Summertime, rosé wine and what to drink on vacay
Rosé is one of those wines that writers love to say is experiencing a comeback, or being discovered, or something equally hyperbolic. The truth is, it’s a tiny little category compared to the Big Guys of red and white table wine. According to the French trade and marketing group, Vins de Provence, citing the Wine Market Council, “In 2010, retail category sales in the U.S. broke down as follows: 47% red wines, 40% white wines, and 13% blush (pink) wines.” That seems high to me: thirteen percent of the wines I review are not rosé. It’s more like 3 percent. But I suppose if you rely on Nielsen data, which is mostly supermarkets, you’ll get a more representative sample of what Americans actually drink.
In Europe, apparently, rosé is enjoying newfound popularity.
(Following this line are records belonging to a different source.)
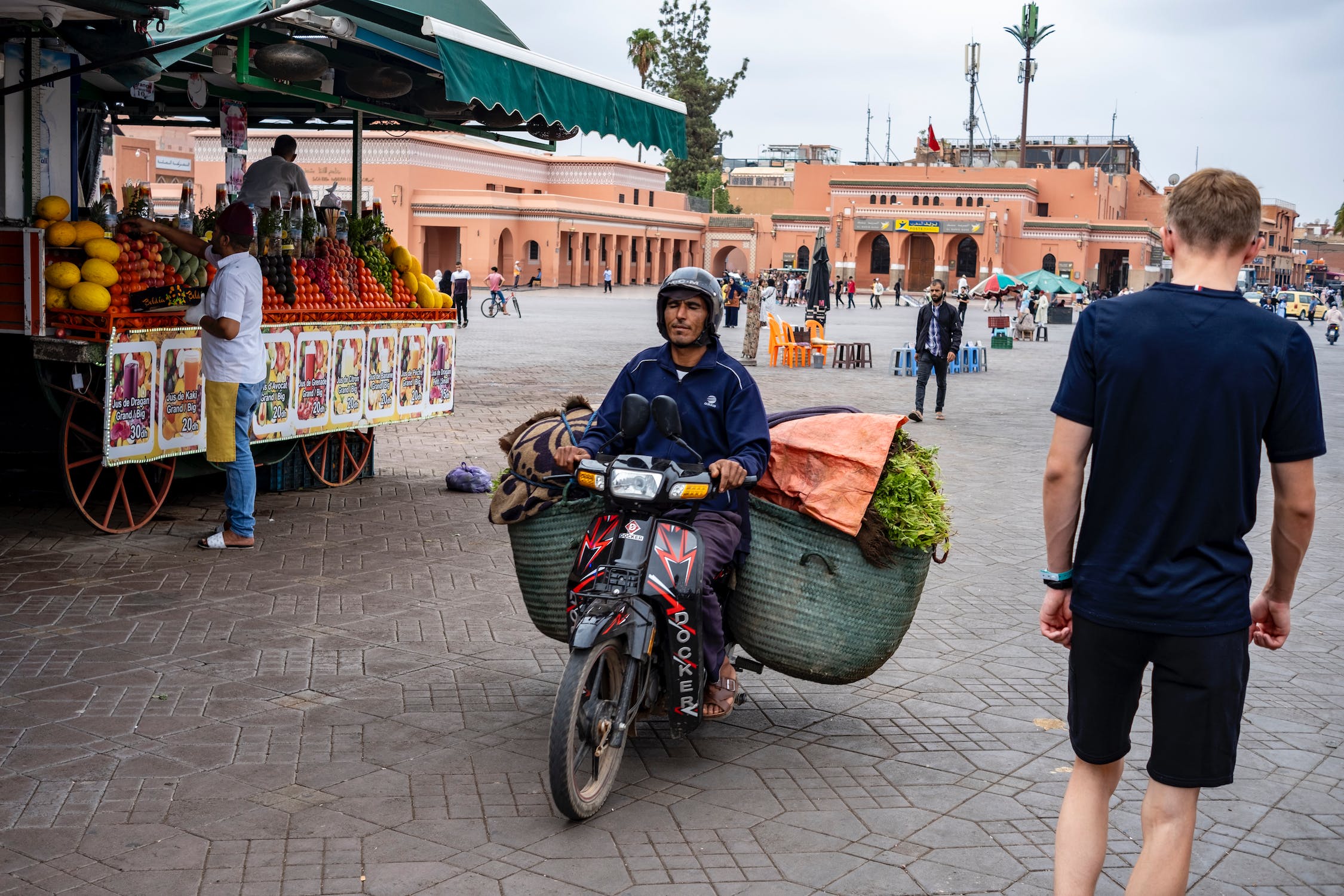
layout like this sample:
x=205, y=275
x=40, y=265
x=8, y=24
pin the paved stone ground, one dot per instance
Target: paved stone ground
x=361, y=705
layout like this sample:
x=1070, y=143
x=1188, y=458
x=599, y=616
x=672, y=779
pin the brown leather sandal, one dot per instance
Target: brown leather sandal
x=722, y=695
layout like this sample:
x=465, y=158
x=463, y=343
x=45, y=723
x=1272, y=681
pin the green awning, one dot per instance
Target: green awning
x=481, y=69
x=197, y=17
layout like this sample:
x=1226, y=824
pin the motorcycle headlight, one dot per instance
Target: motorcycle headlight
x=636, y=485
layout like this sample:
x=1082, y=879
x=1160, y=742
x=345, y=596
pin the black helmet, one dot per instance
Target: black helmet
x=698, y=281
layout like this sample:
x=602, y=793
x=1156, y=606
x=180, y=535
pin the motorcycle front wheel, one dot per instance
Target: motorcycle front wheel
x=582, y=762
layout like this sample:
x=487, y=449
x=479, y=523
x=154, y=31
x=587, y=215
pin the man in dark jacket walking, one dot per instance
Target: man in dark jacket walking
x=937, y=343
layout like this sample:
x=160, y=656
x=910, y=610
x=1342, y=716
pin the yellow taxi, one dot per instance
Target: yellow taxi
x=1299, y=303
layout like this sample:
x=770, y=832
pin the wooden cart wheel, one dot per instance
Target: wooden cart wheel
x=115, y=500
x=337, y=458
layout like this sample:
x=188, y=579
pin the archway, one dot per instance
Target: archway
x=968, y=258
x=506, y=253
x=879, y=256
x=920, y=269
x=729, y=258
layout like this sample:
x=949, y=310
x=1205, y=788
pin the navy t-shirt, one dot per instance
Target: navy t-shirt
x=1180, y=386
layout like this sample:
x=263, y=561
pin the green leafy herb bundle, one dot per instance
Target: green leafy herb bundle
x=909, y=508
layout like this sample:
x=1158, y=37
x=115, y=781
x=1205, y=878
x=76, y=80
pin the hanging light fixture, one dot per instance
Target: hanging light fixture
x=222, y=60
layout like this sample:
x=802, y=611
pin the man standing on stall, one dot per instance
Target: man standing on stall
x=460, y=288
x=233, y=360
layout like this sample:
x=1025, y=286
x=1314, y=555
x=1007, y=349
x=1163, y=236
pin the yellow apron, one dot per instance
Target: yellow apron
x=221, y=413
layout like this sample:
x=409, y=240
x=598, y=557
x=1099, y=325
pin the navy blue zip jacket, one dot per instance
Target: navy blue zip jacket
x=722, y=414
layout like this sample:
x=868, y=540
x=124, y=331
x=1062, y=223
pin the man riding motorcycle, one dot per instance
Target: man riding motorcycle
x=723, y=421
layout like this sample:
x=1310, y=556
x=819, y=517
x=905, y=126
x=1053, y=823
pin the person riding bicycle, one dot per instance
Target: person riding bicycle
x=723, y=419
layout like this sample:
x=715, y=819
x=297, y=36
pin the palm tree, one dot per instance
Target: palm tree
x=1029, y=35
x=643, y=51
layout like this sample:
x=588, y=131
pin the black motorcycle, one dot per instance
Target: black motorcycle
x=635, y=610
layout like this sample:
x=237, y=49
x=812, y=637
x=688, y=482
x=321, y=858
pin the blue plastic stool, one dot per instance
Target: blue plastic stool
x=904, y=362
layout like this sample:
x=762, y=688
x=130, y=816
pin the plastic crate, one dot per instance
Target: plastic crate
x=293, y=473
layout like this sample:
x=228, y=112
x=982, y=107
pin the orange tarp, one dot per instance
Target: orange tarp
x=829, y=467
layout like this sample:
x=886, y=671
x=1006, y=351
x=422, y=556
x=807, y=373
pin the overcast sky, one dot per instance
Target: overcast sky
x=1256, y=87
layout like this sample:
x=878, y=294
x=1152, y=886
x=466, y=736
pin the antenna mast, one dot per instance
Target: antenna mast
x=972, y=76
x=867, y=136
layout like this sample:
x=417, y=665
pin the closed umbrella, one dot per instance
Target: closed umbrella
x=819, y=288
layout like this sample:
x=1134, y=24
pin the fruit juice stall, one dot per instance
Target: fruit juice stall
x=357, y=336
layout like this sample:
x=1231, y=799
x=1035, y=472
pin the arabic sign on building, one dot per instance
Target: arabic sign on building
x=923, y=226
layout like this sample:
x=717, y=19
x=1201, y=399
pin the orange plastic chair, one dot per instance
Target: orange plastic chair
x=794, y=354
x=820, y=344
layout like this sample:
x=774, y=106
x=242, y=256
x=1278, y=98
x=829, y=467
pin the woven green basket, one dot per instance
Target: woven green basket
x=808, y=605
x=544, y=555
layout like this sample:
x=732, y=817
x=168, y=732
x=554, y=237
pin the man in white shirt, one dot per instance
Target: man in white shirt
x=461, y=285
x=275, y=174
x=233, y=360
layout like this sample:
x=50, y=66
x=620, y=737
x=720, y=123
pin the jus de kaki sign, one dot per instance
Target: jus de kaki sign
x=319, y=378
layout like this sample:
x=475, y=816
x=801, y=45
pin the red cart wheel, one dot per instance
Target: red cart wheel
x=117, y=499
x=337, y=458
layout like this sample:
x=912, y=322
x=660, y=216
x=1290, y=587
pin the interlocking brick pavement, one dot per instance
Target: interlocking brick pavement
x=361, y=705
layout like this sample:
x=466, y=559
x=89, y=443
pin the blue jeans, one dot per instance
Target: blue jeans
x=241, y=474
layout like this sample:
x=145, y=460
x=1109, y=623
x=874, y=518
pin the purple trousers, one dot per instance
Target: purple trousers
x=721, y=531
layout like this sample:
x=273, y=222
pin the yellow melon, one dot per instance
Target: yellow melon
x=53, y=207
x=61, y=234
x=99, y=272
x=90, y=297
x=103, y=249
x=87, y=230
x=62, y=274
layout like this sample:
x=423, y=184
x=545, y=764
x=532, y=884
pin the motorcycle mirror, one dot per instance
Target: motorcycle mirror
x=635, y=416
x=667, y=417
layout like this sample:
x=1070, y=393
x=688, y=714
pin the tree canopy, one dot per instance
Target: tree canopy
x=682, y=72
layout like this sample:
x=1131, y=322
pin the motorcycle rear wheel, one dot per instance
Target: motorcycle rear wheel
x=582, y=762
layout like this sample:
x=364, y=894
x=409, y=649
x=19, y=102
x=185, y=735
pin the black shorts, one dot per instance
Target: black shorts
x=1199, y=689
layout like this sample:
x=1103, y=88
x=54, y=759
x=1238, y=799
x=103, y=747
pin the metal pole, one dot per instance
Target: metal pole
x=357, y=165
Yahoo News reports that “While the consumption of still red and white wines has declined in Western Europe, rosé wine has experienced a three percent spike, mostly driven by young, female drinkers…”. That’s to be expected, I guess. Rosé is for women; beer is for guys.
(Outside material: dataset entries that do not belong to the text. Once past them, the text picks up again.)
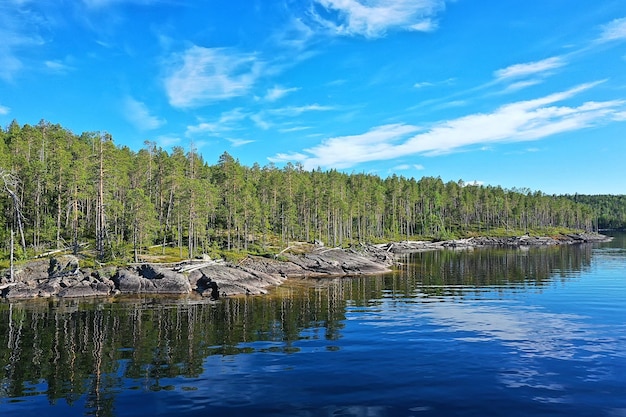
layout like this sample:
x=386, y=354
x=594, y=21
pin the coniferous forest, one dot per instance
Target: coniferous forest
x=63, y=190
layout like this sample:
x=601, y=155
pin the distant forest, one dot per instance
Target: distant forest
x=60, y=190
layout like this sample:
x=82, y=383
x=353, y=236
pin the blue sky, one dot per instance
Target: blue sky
x=512, y=93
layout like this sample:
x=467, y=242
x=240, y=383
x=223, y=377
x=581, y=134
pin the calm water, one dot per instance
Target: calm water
x=538, y=332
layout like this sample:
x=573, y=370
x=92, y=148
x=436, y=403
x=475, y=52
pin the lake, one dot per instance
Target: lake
x=488, y=332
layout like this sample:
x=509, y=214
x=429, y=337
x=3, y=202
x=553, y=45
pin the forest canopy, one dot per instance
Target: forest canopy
x=64, y=190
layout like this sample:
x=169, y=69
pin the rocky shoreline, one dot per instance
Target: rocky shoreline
x=64, y=277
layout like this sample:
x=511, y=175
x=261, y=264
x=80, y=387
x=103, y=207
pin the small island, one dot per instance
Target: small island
x=63, y=277
x=83, y=217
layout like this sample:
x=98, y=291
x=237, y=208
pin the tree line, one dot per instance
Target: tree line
x=61, y=190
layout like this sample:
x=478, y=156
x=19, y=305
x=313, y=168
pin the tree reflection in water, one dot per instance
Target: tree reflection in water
x=91, y=350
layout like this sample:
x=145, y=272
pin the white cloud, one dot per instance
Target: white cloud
x=19, y=31
x=260, y=121
x=294, y=129
x=530, y=68
x=613, y=31
x=227, y=121
x=423, y=84
x=293, y=111
x=373, y=18
x=167, y=141
x=406, y=167
x=99, y=4
x=515, y=122
x=347, y=151
x=277, y=93
x=239, y=142
x=139, y=116
x=520, y=85
x=204, y=75
x=58, y=66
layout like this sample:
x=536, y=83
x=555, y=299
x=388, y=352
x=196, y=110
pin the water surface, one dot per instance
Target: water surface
x=490, y=332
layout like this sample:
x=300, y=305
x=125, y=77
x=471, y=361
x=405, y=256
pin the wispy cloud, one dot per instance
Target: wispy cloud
x=373, y=18
x=520, y=85
x=406, y=167
x=201, y=75
x=19, y=31
x=100, y=4
x=58, y=66
x=167, y=141
x=530, y=68
x=294, y=129
x=293, y=111
x=239, y=142
x=227, y=121
x=277, y=92
x=613, y=31
x=138, y=115
x=515, y=122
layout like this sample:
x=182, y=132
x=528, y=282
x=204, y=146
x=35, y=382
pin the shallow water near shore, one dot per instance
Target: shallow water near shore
x=485, y=332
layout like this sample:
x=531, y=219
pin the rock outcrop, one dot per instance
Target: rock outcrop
x=62, y=276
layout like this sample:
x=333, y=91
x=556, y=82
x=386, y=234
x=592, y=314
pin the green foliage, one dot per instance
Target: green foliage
x=173, y=206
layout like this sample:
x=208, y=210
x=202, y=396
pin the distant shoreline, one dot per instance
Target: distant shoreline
x=63, y=277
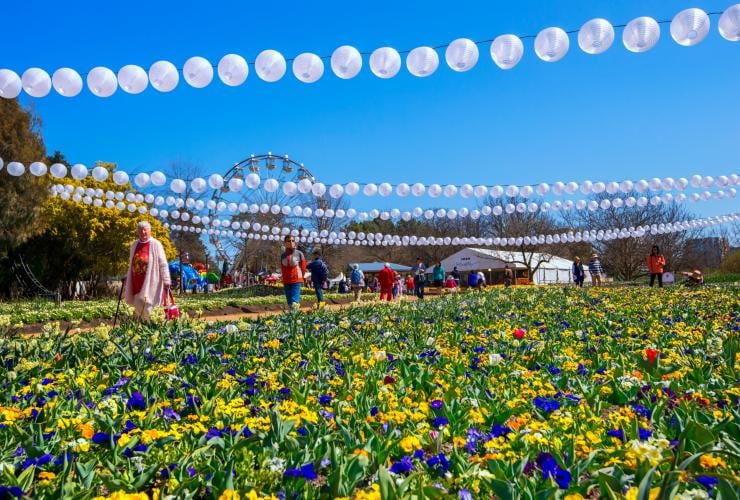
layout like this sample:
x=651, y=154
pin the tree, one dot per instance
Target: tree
x=89, y=243
x=520, y=224
x=21, y=198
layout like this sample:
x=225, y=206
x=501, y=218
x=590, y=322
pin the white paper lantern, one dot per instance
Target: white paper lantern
x=102, y=81
x=422, y=61
x=449, y=191
x=198, y=72
x=78, y=171
x=164, y=76
x=67, y=82
x=308, y=67
x=270, y=65
x=233, y=70
x=641, y=34
x=596, y=36
x=729, y=23
x=132, y=79
x=690, y=27
x=58, y=170
x=418, y=189
x=10, y=84
x=507, y=51
x=198, y=184
x=36, y=82
x=16, y=169
x=462, y=54
x=385, y=62
x=215, y=181
x=346, y=62
x=304, y=186
x=36, y=168
x=551, y=44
In France, I would think most rosés are made from Rhône-style varieties, like Grenache and Syrah. We have a lot of those too in California, but people also make rosés from Sangiovese, Pinot Noir and even Cabernet Sauvignon. I must admit to not being a fan of California rosé. Most of it is too sweet for my tastes. My favorites lately have been a Kokomo 2011 Pauline’s Vineyard Grenache, from Dry Creek Valley, a Sanglier 2011 Rosé du Tusque blend of Grenache, Mourvedre and Carignan with a Sonoma County appellation, and a Muscardini 2011 Alice’s Vineyard Rosato di Sangiovese, from Sonoma Valley. I would not use this brief list to conclude, however, that the best rosés come from Sonoma County. But I do believe they have to come from cool coastal areas, because otherwise they’d be too soft and heavy. Most California rosé seems like an afterthought: made with press juice, or otherwise from grapes not good enough to go into a good red wine.
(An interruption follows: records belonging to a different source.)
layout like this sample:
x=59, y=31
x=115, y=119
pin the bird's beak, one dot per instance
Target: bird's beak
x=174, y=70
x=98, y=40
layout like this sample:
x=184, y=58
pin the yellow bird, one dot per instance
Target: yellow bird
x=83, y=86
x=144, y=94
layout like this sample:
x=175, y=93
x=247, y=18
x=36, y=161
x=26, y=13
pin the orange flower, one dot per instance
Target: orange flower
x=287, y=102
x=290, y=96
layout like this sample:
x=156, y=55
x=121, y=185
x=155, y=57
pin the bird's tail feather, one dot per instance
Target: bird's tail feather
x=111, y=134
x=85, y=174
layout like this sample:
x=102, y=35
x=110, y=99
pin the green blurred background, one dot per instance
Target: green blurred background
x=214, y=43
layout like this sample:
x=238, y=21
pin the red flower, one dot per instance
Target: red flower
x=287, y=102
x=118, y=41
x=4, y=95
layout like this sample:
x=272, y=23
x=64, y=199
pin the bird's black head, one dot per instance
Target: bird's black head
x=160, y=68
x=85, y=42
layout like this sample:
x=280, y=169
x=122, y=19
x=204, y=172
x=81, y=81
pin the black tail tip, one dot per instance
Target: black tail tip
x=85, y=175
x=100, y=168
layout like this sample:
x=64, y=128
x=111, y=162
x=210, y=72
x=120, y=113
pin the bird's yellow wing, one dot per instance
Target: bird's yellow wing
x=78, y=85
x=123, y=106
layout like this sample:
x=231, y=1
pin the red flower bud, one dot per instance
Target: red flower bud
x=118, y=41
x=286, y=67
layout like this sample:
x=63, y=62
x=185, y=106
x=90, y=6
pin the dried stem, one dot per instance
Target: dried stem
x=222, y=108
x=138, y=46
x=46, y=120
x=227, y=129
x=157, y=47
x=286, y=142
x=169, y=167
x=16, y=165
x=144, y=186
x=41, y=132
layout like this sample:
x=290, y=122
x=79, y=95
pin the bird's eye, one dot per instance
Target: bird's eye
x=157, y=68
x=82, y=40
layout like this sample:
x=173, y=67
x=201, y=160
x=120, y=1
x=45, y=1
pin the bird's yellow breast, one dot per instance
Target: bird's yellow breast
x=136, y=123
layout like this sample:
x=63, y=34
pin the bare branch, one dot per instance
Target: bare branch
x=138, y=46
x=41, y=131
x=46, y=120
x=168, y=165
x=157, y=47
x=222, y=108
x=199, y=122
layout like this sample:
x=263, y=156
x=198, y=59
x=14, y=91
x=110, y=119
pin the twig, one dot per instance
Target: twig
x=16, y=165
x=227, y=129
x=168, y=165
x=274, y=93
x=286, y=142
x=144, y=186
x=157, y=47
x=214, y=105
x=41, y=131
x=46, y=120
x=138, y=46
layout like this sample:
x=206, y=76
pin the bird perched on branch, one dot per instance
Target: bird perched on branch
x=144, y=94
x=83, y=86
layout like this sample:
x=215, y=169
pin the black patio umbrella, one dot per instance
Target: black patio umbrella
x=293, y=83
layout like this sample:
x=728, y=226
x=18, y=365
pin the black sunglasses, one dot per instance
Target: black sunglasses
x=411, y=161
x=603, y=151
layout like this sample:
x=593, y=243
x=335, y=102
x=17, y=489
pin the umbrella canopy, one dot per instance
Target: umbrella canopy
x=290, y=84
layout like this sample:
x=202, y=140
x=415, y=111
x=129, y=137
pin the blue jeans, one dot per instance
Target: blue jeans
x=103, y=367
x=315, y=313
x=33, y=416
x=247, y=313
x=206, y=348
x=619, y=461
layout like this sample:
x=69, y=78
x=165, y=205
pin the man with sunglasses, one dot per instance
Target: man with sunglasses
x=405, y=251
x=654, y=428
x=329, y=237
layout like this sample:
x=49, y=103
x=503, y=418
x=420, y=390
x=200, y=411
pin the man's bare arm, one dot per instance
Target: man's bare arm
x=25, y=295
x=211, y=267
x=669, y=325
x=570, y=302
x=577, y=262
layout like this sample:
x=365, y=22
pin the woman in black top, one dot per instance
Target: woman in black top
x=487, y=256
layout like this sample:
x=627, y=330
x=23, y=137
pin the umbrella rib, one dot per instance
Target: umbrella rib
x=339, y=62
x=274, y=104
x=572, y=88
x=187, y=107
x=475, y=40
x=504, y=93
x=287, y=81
I looked up the rosés my colleague Roger Voss recently tasted in France. He obviously gets to taste more and better ones than I do. He’s given some pretty high scores to a pair from Provence, both from Chateau d’Esclans, with the proprietary name Garrus. But then, that wine costs $90. Ninety bucks for a rosé? I looked up d’Esclans on the Google, where somebody called it “the greatest Rose in the world.” I don’t know anything about it, but if you’re reading this, mes d’Esclans amis, feel free to send me a bottle.
A good rosé should be dry, with just a hint of rose petals or strawberries. Since it’s a light-bodied wine, any trace of residual sugar immediately becomes transparent. It’s hard to describe in words why a dessert wine with high sugar can be a delight while a table wine with residual sugar can so often be cloyingly awkward. Maybe I’m just sensitive to sugar that’s unbalanced with all the other parts. This problem is magnified when the wine itself is thin in flavor, as so many rosés tend to be. The lowest score I’ve given a rosé in the last year was an 81. I wrote: “Overtly sweet and simple, with sugary flavors of raspberries, oranges and vanilla.” I won’t identify the brand, but you can probably find it on Wine Enthusiast’s database. The word “sugary” is as awful an adjective as I use for California wine. “Sugary” is bad. A table wine shouldn’t be sugary (unless it’s supposed to be, like a nice Kabinett). If a winemaker releases a sugary table wine, he’s doing so for one of two reasons, or maybe both: (a) he’s a bad winemaker who got a stuck fermentation or didn’t even know or care that the wine was too sweet, or (b) he knew all that, but is just pandering to the current taste for sweet wines.
We’re going into the dog days of summer now. People say rosés are the ideal beach, pool or picnic wine. I disagree, at least here in Cali. I’d prefer a dry white, such as Pinot Grigio or Sauvignon Blanc, with the kinds of foods you bring on summer excursions: sandwiches, fruit, fried chicken, cold cuts, salads, grain salads like cous cous or quinoa. Maybe I’d change my mind if I had a bottle of the d’Esclans.